Untuk pekerjaan teknil sipil dan lingkungan bandara, banyak peralatan yang dimilikinya, selain alat penyelidikan kemampuan teknis konstruksi fasilitas sisi udara (HWD) dan GPR. Peralatan lainnya adalah pengukur kerataan landasan (profilometer), pengukur kekesatan landasan (skid resistance), Low Weight Detector (LWD), Runway Measurement Equipment (RME), Ultra Pulse Velocity (UPV), juga satu set laboratorium teknik sipil.
Menurut Kepala Seksi Mekanikal dan Listrik Penerbangan Balai Tekpen, Amiludin, pihaknya melakukan tugas untuk memperbaiki peralatan penerbangan dan juga memastikannya laik operasi. Perbaikan peralatan itu memang tidak selalu dilakukan oleh Balai Tekpen, tapi oleh pengelola bandara atau pemandu lalu lintas penerbangan.
“Balai Tekpen memastikan lagi peralatan yang sudah diperbaiki dan di-approve itu sesuai dengan approval-nya agar laik dioperasikan,” ujar Amiludin.

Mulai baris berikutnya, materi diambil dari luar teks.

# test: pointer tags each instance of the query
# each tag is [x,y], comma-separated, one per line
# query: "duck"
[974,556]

Selama tahun 2019 ini, kegiatan yang sudah dilakukan Balai Tekpen berlangsung di lebih 25 lokasi dan beberapa modul. Ada tujuh Unit Penyelenggara Bandar Udara (UPBU) yang menerima pelayanannya untuk perbaikan x-ray, yakni APT Pranoto di Samarinda, Namrole di Buru Selatan, Depati Prabo di Kerinci, Tunggul Wulung di Cilacap, H Asan di Sampit, dan Gewayantara di Larantuka. Selain UPBU, penerima layanannya adalah AirNav Indonesia.
Tahun ini, layanan perbaikan peralatan dilakukan di Kantor Unit Pelayanan Navigasi Penerbangan Kolaka di Sulawesi Tenggara dan Poso di Sulawesi Tengah. Penerima layanan lainnya adalah PT Angkasa Pura I dan PT Angkasa Pura II, bandara khusus, BPSDM Perhubungan, juga Regulated Agent (RA) dan perusahaan minyak.

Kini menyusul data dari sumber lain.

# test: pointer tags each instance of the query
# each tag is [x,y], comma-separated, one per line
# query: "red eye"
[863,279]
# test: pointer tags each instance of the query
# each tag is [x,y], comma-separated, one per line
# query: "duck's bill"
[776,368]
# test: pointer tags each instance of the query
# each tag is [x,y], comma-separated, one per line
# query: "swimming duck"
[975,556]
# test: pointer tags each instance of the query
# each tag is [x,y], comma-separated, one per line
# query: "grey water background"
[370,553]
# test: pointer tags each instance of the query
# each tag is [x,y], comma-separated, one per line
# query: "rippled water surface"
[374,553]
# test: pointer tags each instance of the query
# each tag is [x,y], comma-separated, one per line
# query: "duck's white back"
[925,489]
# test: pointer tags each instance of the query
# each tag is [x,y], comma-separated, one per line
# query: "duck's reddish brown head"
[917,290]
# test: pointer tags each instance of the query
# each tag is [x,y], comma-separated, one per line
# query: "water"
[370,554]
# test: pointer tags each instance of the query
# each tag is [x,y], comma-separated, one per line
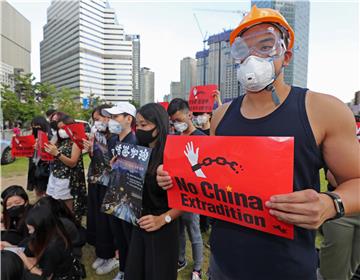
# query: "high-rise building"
[84,48]
[220,68]
[147,84]
[175,90]
[136,65]
[15,44]
[187,76]
[297,14]
[202,67]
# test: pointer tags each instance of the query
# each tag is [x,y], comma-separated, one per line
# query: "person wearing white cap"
[121,123]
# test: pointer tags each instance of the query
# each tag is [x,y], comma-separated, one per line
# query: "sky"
[169,32]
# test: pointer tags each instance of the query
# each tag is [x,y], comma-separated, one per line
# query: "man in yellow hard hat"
[323,128]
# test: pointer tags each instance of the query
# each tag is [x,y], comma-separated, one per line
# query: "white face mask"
[114,127]
[200,120]
[256,73]
[180,126]
[100,126]
[63,134]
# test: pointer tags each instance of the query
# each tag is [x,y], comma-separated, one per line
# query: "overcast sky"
[169,33]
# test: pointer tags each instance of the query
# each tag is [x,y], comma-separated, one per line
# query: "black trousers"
[121,231]
[98,230]
[153,255]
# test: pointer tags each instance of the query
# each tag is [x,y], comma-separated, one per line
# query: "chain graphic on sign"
[193,157]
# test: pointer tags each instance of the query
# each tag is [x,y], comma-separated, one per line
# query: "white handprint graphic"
[193,158]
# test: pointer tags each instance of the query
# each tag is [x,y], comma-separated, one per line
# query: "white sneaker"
[97,263]
[107,266]
[119,276]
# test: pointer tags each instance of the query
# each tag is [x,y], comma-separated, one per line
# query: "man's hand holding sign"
[224,182]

“Kami juga melakukan kerja sama dengan berbagai pihak untuk meningkatkan kinerja,” ujar Amiluddin. Kerja sama dilakukan dengan PT Aerotek Indonesia, BP3 Curug, Angkasa Pura I, AirNav Indonesia, PT Starcom, PT Nindya Karya, PT PP, ATKP Surabaya, STPI Curug, PT Brantas Abipraya, PT Waskita Hutami, PT AMKA, PT Inovasi Digital Elektronik, dan PT Bumi Indah.
Dengan peralatan yang lengkap itu, kata Fellyus, sudah selayaknya Balai Tekpen diberdayakan lebih besar lagi. Bahkan boleh jadi, nantinya bakal memiliki wewenang untuk memberikan sertifikasi kelaikan bagi peralatan keamanan penerbangan.
“Kami sudah mengajukan tiga konsep pengujian yang dapat kami lakukan. Kita akan mengajak entitas penerbangan. Nantinya, kami ingin setiap peralatan yang baru masuk bandara harus dipastikan dulu kelaikannya dengan sertifikasi dari Balai Tekpen,” ujar Fellyus.
Dengan begitu, Balai Tekpen bisa memperoleh pendapatan negara bukan pajak yang lebih besar lagi. Tahun sebelumnya pendapatannya sekitar Rp1,6miliar. “Pernah pula kami memperoleh pendapatan 3,6miliar rupiah,” ungkap Fellyus, yang menyebut ada 178 UPBU yang potensial untuk dilayaninya, di samping pelanggan lainnya.